Colocava-se os vasos, retirava-se as jardineiras. Os suportes atrapalhavam as correntes. Tirava-se um atrapalhava-se outro. Desenroscava daqui, enroscava dali.
Pendurava uma plantinha aqui, misturava com outra espécie com a qual não podia ter contato. Não podia ficar, mudava tudo novamente.
Foi muito difícil encontrar, do lado de fora da casa, espaço suficiente para tantas flores, arranjos, folhagens, palmeiras, enfim, para aquelas espécies não havia suficiente espaço do lado de fora da casa.

E nessa luta de tira e põe, muda e coloca novamente no lugar as plantas, apesar de continuarem recebendo o mesmo carinho e dedicação daquela mulher, começaram a sentir a diferença da temperatura, da água da chuva, do sereno da madrugada...
Algumas secaram, outras murcharam e derrubavam suas folhas com frequência. As espécies que caíam em cachos também não conseguiam cachear mais.

O desconsolo tomou conta do coração daquela mulher que, parada diante dos vasos, cuidadosamente colocados do lado de fora daquela casa, cruzou os braços, respirou fundo e chorou.
As lágrimas lavavam os olhos e a face dela.

Tamanha sua tristeza, não pôde impedir que sua dor tomasse som. Ouvindo os soluços, o filho pôs-se diante dela e disse:
_ Mãe, guarde suas plantas novamente dentro de casa e cuide delas como antes, assim voltarão a ser como eram. Aqui dentro de casa, mãe, há mais espaço do que aí fora.
Com os olhos lavados de mãe respondeu:

_ Filho! Elas têm que continuar aqui fora. Se eu guardá-las novamente tirarei delas a oportunidade de “tentarem” sobreviver. Recolhê-las, reconfortá-las não as farão lindas e vistosas novamente. Continuarão aqui fora e tudo que precisarem para sobreviver eu lhas darei, como sempre dei. Do que lhes faltar, terão que buscar sozinhas no espaço em que cada uma se encontra.
As estações passaram...

Floriram novamente, cachearam e cada uma foi tomando forma para se adequar ao lado de fora da casa. Logo, o espaço tornou-se o tamanho ideal para que elas sobressaíssem entre si.

_ Mãe, como a senhora, sem mudar nada de lugar, conseguiu com que as plantas coubessem onde não cabiam?

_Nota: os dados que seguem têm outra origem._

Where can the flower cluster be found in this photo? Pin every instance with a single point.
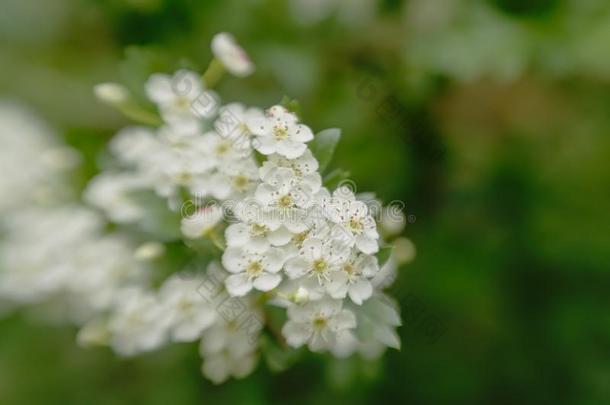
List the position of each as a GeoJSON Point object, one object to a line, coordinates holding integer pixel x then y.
{"type": "Point", "coordinates": [244, 189]}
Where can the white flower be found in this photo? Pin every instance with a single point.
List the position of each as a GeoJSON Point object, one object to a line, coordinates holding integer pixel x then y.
{"type": "Point", "coordinates": [250, 269]}
{"type": "Point", "coordinates": [135, 145]}
{"type": "Point", "coordinates": [32, 164]}
{"type": "Point", "coordinates": [233, 123]}
{"type": "Point", "coordinates": [111, 93]}
{"type": "Point", "coordinates": [259, 228]}
{"type": "Point", "coordinates": [113, 193]}
{"type": "Point", "coordinates": [353, 278]}
{"type": "Point", "coordinates": [282, 190]}
{"type": "Point", "coordinates": [190, 312]}
{"type": "Point", "coordinates": [355, 226]}
{"type": "Point", "coordinates": [317, 258]}
{"type": "Point", "coordinates": [304, 168]}
{"type": "Point", "coordinates": [230, 180]}
{"type": "Point", "coordinates": [377, 320]}
{"type": "Point", "coordinates": [319, 324]}
{"type": "Point", "coordinates": [149, 251]}
{"type": "Point", "coordinates": [182, 98]}
{"type": "Point", "coordinates": [279, 132]}
{"type": "Point", "coordinates": [231, 55]}
{"type": "Point", "coordinates": [201, 222]}
{"type": "Point", "coordinates": [138, 324]}
{"type": "Point", "coordinates": [229, 346]}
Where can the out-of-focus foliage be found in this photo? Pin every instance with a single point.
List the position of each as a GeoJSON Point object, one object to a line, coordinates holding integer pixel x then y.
{"type": "Point", "coordinates": [490, 119]}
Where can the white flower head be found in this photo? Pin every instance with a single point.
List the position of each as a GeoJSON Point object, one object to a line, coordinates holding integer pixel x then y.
{"type": "Point", "coordinates": [319, 324]}
{"type": "Point", "coordinates": [182, 99]}
{"type": "Point", "coordinates": [231, 55]}
{"type": "Point", "coordinates": [353, 278]}
{"type": "Point", "coordinates": [317, 259]}
{"type": "Point", "coordinates": [233, 123]}
{"type": "Point", "coordinates": [189, 311]}
{"type": "Point", "coordinates": [280, 132]}
{"type": "Point", "coordinates": [252, 270]}
{"type": "Point", "coordinates": [138, 324]}
{"type": "Point", "coordinates": [354, 224]}
{"type": "Point", "coordinates": [201, 222]}
{"type": "Point", "coordinates": [111, 93]}
{"type": "Point", "coordinates": [305, 169]}
{"type": "Point", "coordinates": [113, 193]}
{"type": "Point", "coordinates": [229, 346]}
{"type": "Point", "coordinates": [257, 231]}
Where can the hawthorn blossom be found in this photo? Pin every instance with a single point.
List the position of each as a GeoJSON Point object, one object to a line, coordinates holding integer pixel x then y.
{"type": "Point", "coordinates": [319, 324]}
{"type": "Point", "coordinates": [229, 347]}
{"type": "Point", "coordinates": [317, 258]}
{"type": "Point", "coordinates": [252, 270]}
{"type": "Point", "coordinates": [139, 323]}
{"type": "Point", "coordinates": [280, 132]}
{"type": "Point", "coordinates": [304, 169]}
{"type": "Point", "coordinates": [113, 193]}
{"type": "Point", "coordinates": [231, 55]}
{"type": "Point", "coordinates": [202, 222]}
{"type": "Point", "coordinates": [190, 313]}
{"type": "Point", "coordinates": [182, 98]}
{"type": "Point", "coordinates": [355, 225]}
{"type": "Point", "coordinates": [353, 278]}
{"type": "Point", "coordinates": [234, 122]}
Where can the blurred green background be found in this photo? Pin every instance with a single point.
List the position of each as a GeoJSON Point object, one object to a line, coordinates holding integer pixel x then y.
{"type": "Point", "coordinates": [490, 119]}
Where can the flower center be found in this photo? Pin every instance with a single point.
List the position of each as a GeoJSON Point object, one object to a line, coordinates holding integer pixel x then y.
{"type": "Point", "coordinates": [280, 132]}
{"type": "Point", "coordinates": [356, 225]}
{"type": "Point", "coordinates": [222, 148]}
{"type": "Point", "coordinates": [182, 103]}
{"type": "Point", "coordinates": [319, 323]}
{"type": "Point", "coordinates": [258, 230]}
{"type": "Point", "coordinates": [299, 238]}
{"type": "Point", "coordinates": [285, 201]}
{"type": "Point", "coordinates": [254, 269]}
{"type": "Point", "coordinates": [184, 177]}
{"type": "Point", "coordinates": [319, 266]}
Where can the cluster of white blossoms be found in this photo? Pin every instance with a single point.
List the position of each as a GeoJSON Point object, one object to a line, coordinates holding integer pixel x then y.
{"type": "Point", "coordinates": [245, 189]}
{"type": "Point", "coordinates": [53, 251]}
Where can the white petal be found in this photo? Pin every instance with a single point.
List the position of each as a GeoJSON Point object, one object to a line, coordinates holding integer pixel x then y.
{"type": "Point", "coordinates": [265, 145]}
{"type": "Point", "coordinates": [232, 259]}
{"type": "Point", "coordinates": [367, 245]}
{"type": "Point", "coordinates": [267, 281]}
{"type": "Point", "coordinates": [216, 368]}
{"type": "Point", "coordinates": [275, 259]}
{"type": "Point", "coordinates": [301, 133]}
{"type": "Point", "coordinates": [296, 267]}
{"type": "Point", "coordinates": [264, 193]}
{"type": "Point", "coordinates": [296, 333]}
{"type": "Point", "coordinates": [238, 285]}
{"type": "Point", "coordinates": [159, 88]}
{"type": "Point", "coordinates": [280, 236]}
{"type": "Point", "coordinates": [290, 149]}
{"type": "Point", "coordinates": [344, 320]}
{"type": "Point", "coordinates": [360, 291]}
{"type": "Point", "coordinates": [237, 234]}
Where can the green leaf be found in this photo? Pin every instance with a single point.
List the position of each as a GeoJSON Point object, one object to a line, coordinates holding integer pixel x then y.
{"type": "Point", "coordinates": [292, 105]}
{"type": "Point", "coordinates": [332, 179]}
{"type": "Point", "coordinates": [324, 144]}
{"type": "Point", "coordinates": [384, 255]}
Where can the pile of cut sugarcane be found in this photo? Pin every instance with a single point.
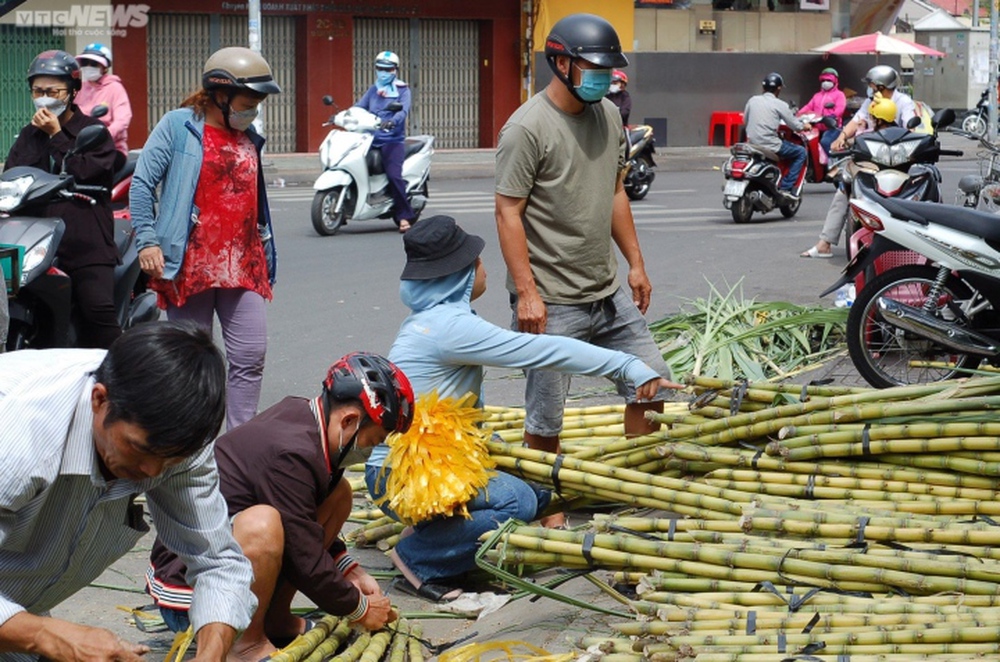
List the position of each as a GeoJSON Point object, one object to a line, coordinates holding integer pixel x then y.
{"type": "Point", "coordinates": [398, 642]}
{"type": "Point", "coordinates": [789, 520]}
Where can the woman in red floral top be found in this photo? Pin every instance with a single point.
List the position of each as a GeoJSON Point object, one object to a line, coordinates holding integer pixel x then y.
{"type": "Point", "coordinates": [204, 249]}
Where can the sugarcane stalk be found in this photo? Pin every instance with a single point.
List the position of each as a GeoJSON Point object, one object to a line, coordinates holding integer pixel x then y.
{"type": "Point", "coordinates": [328, 647]}
{"type": "Point", "coordinates": [377, 646]}
{"type": "Point", "coordinates": [369, 537]}
{"type": "Point", "coordinates": [400, 639]}
{"type": "Point", "coordinates": [414, 650]}
{"type": "Point", "coordinates": [355, 650]}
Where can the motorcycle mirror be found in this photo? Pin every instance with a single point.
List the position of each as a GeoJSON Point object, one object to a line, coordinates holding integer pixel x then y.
{"type": "Point", "coordinates": [943, 118]}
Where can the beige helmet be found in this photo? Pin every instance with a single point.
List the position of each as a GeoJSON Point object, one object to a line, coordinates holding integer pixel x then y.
{"type": "Point", "coordinates": [237, 68]}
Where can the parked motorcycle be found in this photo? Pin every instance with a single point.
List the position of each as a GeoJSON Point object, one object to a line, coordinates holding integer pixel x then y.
{"type": "Point", "coordinates": [753, 173]}
{"type": "Point", "coordinates": [975, 121]}
{"type": "Point", "coordinates": [639, 174]}
{"type": "Point", "coordinates": [353, 185]}
{"type": "Point", "coordinates": [41, 313]}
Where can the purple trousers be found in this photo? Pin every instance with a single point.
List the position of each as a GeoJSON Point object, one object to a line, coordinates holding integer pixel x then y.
{"type": "Point", "coordinates": [243, 317]}
{"type": "Point", "coordinates": [393, 155]}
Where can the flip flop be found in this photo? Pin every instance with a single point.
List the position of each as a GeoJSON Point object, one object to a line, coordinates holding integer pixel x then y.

_ Filho! Eu sempre tive amor, carinho e disposição para cuidar delas. Se eu as tivesse guardado dentro de casa, elas voltariam a ser como eram antes de virem para os lugares onde estão. Porém, se em outra ocasião elas necessitassem sair, talvez não aguentariam a mudança de ambiente tamanha a fragilidade de suas belezas e, provavelmente, morreriam para sempre.
Hoje, meu filho, elas estão bem encaixadas em seus lugares e fortalecidas também. Se eu quiser mudá-las de um lado para o outro, de dentro para fora, elas certamente resistirão. Portanto, quando eu estiver indisposta, sem condições de cuidar delas, certamente não sentirão a minha falta, pelo contrário, estarão vistosas e fortalecidas para me agradar e ajudar a passar os meus dias.

_ Mãe, existe um espaço para cada coisa?

_ Não, meu filho. Existe um mundo em cada espaço. O mundo, meu filho, é do tamanho que nós necessitamos. Mas, temos que sair a procura dele no tempo certo para encontrarmos o espaço adequado ao nosso perfil. Se sairmos e murcharmos, há de se ter humildade de dizer, isso, enquanto os nossos criadores tiverem disposição para nos levantar tantas vezes quantas forem necessárias. Tudo a seu tempo, meu filho, mas nunca fuja do seu, senão você não fará a sua história.